Friday 24 October 2014

Describe Robert’s experiences with women. Why was he devastated by his divorce? How has Frances affected his life? How has their relationship...

Robert Cohn is one of the main characters in Hemingway's novel The Sun Also Rises, about expatriates living in Europe after World I. The narrator of the novel, Jake Barnes, spends several pages at the beginning of the book discussing Cohn. They are tennis pals and both are writers. Barnes suggests that while Cohn can be annoying he likes him. In reality, however, Cohn is Barnes' opposite and displays characteristics which Hemingway despised. 

Cohn went to Princeton and, even though he was a boxing champion and came from a wealthy family, he was the victim of prejudice because he was Jewish. We get the feeling that for most of his life Cohn did things more out of duty than because he wanted to. He is a man who seems to lack the ability to act or make up his mind. About boxing, Barnes says,



He cared nothing for boxing, in fact he disliked it, but he learned it painfully and thoroughly to counteract the feeling of inferiority and shyness he had felt on being treated as a Jew at Princeton.



He enters a marriage to "the first girl who was nice to him." He's married five years and though he is unhappy and ready to end the marriage his wife beats him to it and divorces him, going off with another man. But rather than strike off on his own he falls into a relationship with another woman, Frances, who dominates him and hopes to rope him into marriage even though "her looks were going." Barnes comments on the control the woman has over Cohn:



I watched him walking back to the café holding his paper. I rather liked him and evidently she led him quite a life.



A drastic change comes over Cohn after he has his novel accepted by "a fairly good publisher" and "several women were nice to him." For Barnes the change in Cohn is not a good one. Cohn becomes arrogant and suddenly thinks, after reading a book about "splendid imaginary amorous adventures," that he has something to prove. Before his novel, Cohn had been only slightly annoying, but later he becomes insufferable.
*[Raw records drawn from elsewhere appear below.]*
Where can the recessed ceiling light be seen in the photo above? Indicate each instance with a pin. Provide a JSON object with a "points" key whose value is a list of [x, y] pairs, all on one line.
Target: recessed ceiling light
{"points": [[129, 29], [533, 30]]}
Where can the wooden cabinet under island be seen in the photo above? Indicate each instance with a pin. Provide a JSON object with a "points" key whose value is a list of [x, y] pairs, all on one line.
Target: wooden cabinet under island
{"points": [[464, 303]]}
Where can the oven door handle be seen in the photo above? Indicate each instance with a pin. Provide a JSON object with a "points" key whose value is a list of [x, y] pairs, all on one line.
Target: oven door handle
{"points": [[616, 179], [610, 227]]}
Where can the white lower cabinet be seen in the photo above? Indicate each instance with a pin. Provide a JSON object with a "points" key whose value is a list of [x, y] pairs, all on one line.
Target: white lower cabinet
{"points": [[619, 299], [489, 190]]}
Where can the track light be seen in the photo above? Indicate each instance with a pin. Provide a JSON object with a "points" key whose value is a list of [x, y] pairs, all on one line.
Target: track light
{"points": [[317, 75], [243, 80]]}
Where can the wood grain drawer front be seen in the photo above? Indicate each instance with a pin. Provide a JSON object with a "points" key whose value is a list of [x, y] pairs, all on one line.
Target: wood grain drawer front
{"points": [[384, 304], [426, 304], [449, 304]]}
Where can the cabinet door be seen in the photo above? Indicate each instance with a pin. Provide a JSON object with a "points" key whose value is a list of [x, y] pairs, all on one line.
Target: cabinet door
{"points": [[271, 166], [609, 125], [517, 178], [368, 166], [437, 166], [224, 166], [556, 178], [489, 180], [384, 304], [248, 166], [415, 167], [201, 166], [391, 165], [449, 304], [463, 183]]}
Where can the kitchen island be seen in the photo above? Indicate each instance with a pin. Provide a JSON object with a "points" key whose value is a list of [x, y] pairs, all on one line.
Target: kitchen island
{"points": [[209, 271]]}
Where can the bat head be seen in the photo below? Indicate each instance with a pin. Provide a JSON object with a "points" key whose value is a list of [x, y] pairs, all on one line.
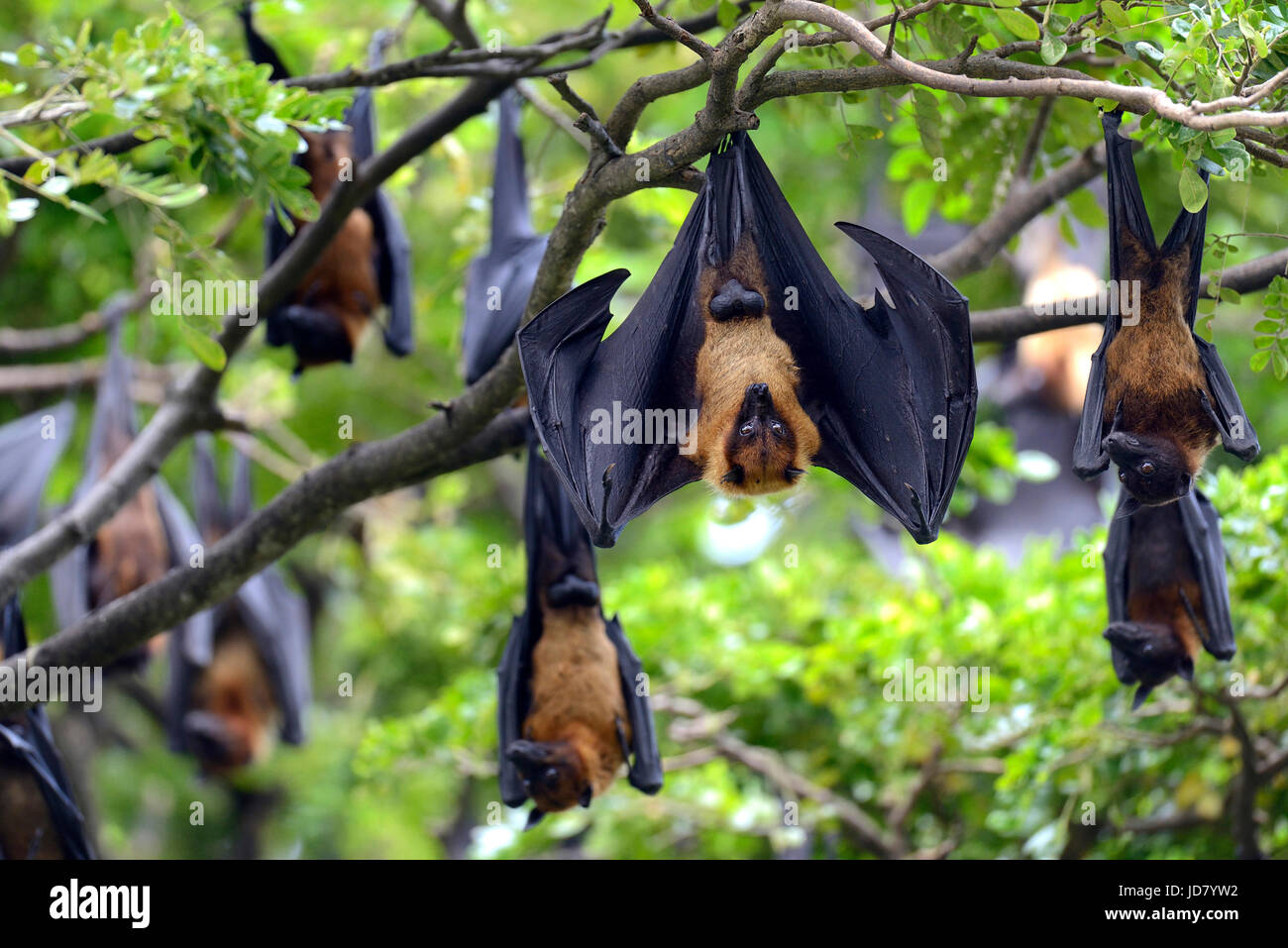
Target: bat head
{"points": [[1153, 469], [329, 156], [553, 773], [1151, 653], [233, 716], [760, 453]]}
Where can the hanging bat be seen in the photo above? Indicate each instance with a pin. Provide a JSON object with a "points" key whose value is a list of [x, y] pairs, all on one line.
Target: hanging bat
{"points": [[745, 363], [574, 703], [500, 281], [243, 679], [1164, 576], [149, 536], [29, 449], [1158, 398], [39, 818], [366, 264]]}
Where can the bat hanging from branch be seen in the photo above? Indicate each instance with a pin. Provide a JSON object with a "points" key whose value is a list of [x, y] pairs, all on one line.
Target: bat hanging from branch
{"points": [[574, 698], [366, 264], [149, 536], [500, 281], [1164, 578], [39, 817], [745, 363], [244, 678], [1158, 398]]}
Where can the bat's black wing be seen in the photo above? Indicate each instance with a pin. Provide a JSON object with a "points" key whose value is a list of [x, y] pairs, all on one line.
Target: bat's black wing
{"points": [[1128, 218], [892, 390], [29, 449], [645, 771], [30, 740], [1202, 528], [500, 281], [393, 249], [1117, 556], [261, 50]]}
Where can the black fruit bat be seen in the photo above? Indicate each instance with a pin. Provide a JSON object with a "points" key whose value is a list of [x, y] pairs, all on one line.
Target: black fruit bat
{"points": [[39, 818], [1164, 576], [29, 449], [500, 281], [574, 702], [745, 363], [1158, 398], [149, 536], [366, 264], [237, 681]]}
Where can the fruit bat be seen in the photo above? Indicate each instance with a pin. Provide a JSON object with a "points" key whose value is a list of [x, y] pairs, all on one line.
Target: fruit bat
{"points": [[1158, 398], [746, 364], [244, 678], [500, 281], [366, 264], [149, 536], [29, 449], [574, 702], [1164, 576], [39, 818]]}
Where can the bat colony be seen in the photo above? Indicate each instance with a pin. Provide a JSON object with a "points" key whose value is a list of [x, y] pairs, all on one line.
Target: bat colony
{"points": [[742, 329]]}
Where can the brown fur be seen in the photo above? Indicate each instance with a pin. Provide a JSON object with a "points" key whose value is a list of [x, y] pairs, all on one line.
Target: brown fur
{"points": [[25, 824], [737, 353], [578, 702], [344, 277], [236, 689], [1153, 368]]}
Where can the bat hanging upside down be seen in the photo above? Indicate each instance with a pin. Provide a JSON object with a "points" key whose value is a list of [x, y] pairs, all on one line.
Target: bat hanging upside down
{"points": [[745, 334], [1158, 398], [574, 703], [1164, 576]]}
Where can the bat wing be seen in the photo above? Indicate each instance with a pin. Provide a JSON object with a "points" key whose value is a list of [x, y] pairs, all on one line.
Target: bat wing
{"points": [[1117, 556], [1202, 528], [500, 281], [31, 741], [645, 771], [578, 382], [892, 389], [393, 249], [29, 449], [513, 700]]}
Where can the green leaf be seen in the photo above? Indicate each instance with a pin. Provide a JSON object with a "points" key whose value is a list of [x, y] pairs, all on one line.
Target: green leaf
{"points": [[205, 348], [1020, 25], [1193, 189]]}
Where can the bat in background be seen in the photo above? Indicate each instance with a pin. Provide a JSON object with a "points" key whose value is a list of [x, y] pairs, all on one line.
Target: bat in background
{"points": [[243, 679], [745, 363], [39, 818], [366, 264], [149, 536], [574, 703], [1164, 576], [1158, 398], [500, 281]]}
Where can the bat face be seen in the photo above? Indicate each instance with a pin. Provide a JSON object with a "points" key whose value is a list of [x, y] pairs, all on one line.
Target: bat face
{"points": [[1151, 468], [553, 773], [233, 715]]}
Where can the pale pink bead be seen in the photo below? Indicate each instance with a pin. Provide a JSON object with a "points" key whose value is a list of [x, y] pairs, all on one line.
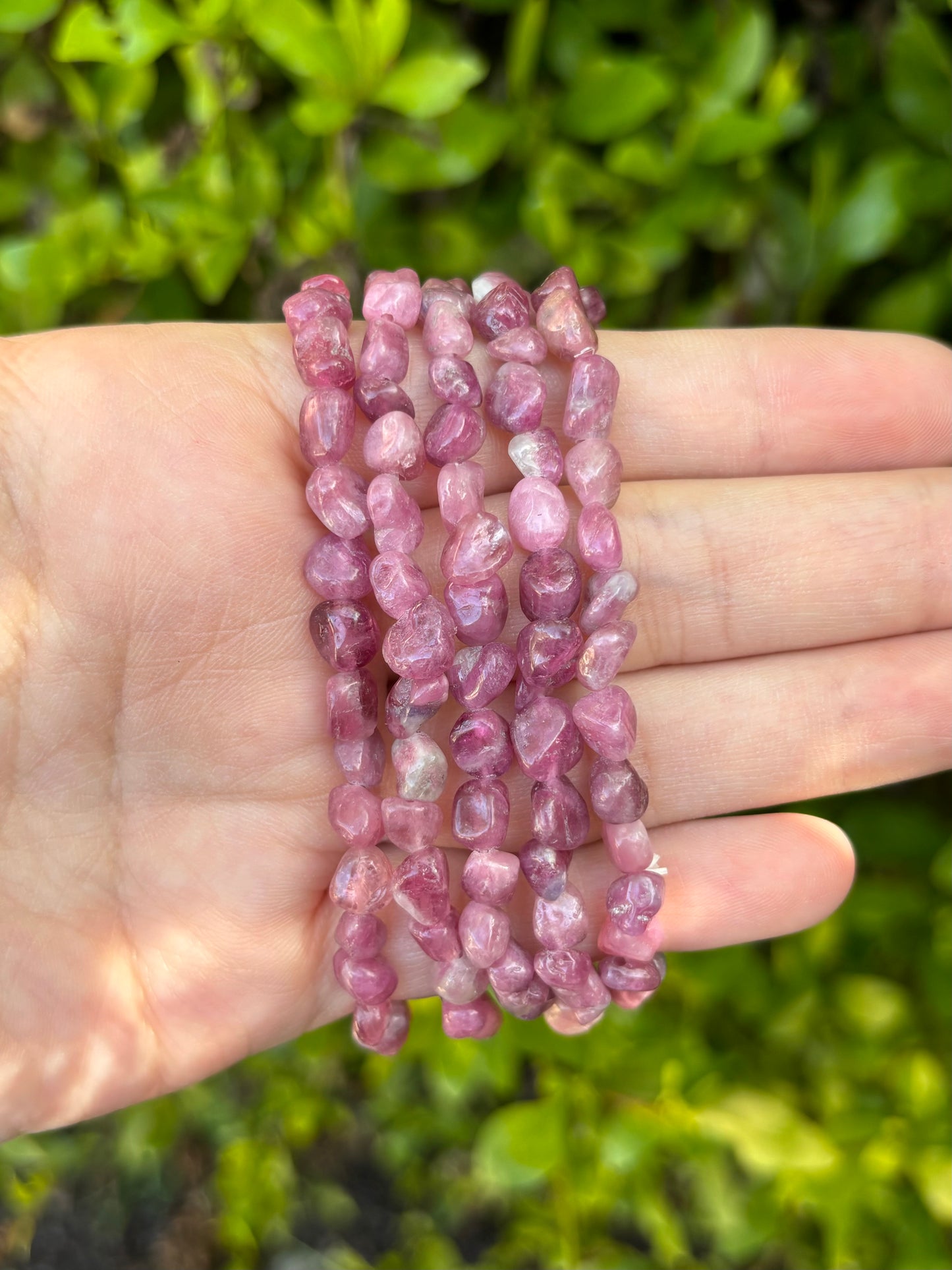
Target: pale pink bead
{"points": [[356, 815], [560, 923], [538, 517], [397, 295], [460, 488], [362, 880]]}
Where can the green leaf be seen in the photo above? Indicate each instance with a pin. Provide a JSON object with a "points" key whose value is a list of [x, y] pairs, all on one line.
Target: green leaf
{"points": [[432, 83]]}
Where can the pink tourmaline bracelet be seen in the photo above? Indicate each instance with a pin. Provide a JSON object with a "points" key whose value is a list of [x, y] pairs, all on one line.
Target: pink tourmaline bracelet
{"points": [[475, 949]]}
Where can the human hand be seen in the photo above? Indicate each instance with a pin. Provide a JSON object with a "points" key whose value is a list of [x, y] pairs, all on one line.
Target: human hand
{"points": [[165, 761]]}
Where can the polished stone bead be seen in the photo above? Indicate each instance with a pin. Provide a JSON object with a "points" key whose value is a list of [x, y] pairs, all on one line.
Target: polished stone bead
{"points": [[413, 703], [422, 886], [398, 582], [453, 380], [356, 815], [560, 817], [338, 568], [538, 519], [397, 519], [560, 923], [537, 453], [594, 471], [564, 326], [420, 644], [393, 444], [352, 705], [550, 585], [545, 869], [480, 674], [420, 767], [478, 548], [546, 739], [362, 761], [412, 823], [619, 794], [376, 395], [345, 633], [338, 498], [460, 488], [397, 295], [362, 880], [490, 877], [607, 596], [480, 745], [479, 608], [600, 539], [455, 434], [603, 653], [593, 389], [607, 722], [327, 424], [480, 817], [547, 652]]}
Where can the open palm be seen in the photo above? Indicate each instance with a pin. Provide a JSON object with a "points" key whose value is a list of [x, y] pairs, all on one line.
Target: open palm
{"points": [[165, 846]]}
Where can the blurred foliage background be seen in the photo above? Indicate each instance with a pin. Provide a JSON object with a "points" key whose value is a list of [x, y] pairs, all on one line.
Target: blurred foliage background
{"points": [[782, 1107]]}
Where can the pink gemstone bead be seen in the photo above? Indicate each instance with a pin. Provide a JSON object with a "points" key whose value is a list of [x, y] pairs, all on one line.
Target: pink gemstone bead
{"points": [[538, 517], [479, 675], [397, 295], [619, 794], [446, 330], [519, 345], [460, 488], [345, 633], [603, 653], [338, 568], [476, 549], [338, 498], [362, 880], [412, 823], [354, 813], [352, 705], [479, 1020], [593, 389], [550, 585], [362, 763], [376, 395], [479, 608], [453, 380], [397, 519], [453, 434], [547, 652], [398, 582], [480, 745], [413, 703], [490, 878], [564, 326], [420, 767], [546, 739], [607, 596], [420, 644], [594, 471], [394, 445], [600, 538], [422, 886], [607, 722], [560, 923], [480, 817], [327, 424], [560, 817], [537, 453]]}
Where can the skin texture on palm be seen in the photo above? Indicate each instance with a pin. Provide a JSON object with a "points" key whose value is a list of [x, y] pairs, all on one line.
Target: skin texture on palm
{"points": [[165, 761]]}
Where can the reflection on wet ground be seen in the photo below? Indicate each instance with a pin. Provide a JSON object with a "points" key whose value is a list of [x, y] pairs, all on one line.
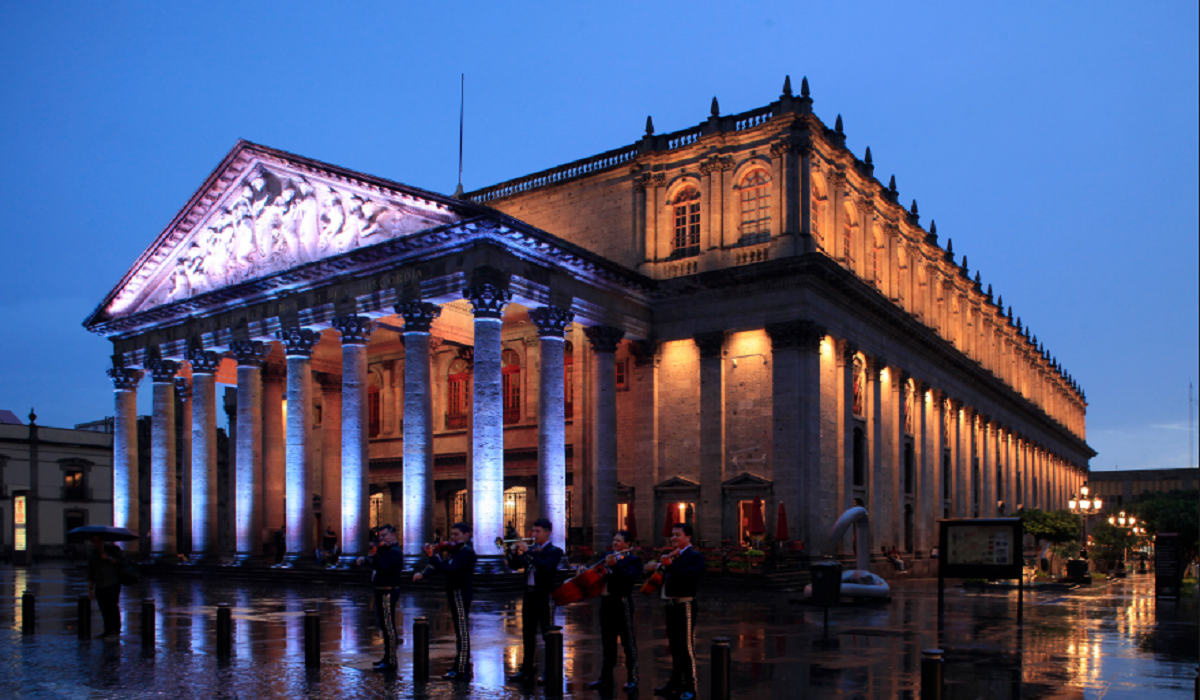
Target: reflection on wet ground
{"points": [[1110, 641]]}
After a weekend with Lady Brett Ashley, Cohn crashes the party in Pamplona, even though Brett is there with her fiancé, Mike Campbell. For Cohn, Brett is obviously the first woman he ever loved, and his new found confidence gives him the idea that someone like Brett could actually love him. When Brett spurns him for the bullfighter Pedro Romero, he turns violent, taking on Barnes, Campbell, Bill Gorton and badly beating Romero on the eve of his appearance in the ring.


In the end, Cohn is a pathetic figure. When we last see him he is sitting on the bed in the Pamplona hotel vociferously apologizing to Barnes over punching him. He has let every woman in his life control him. Not only does Brett control him, but she also makes a terrible fool of him. He is completely antithetical to Barnes, who avoids letting Brett control him, despite the fact he is obviously madly in love with her.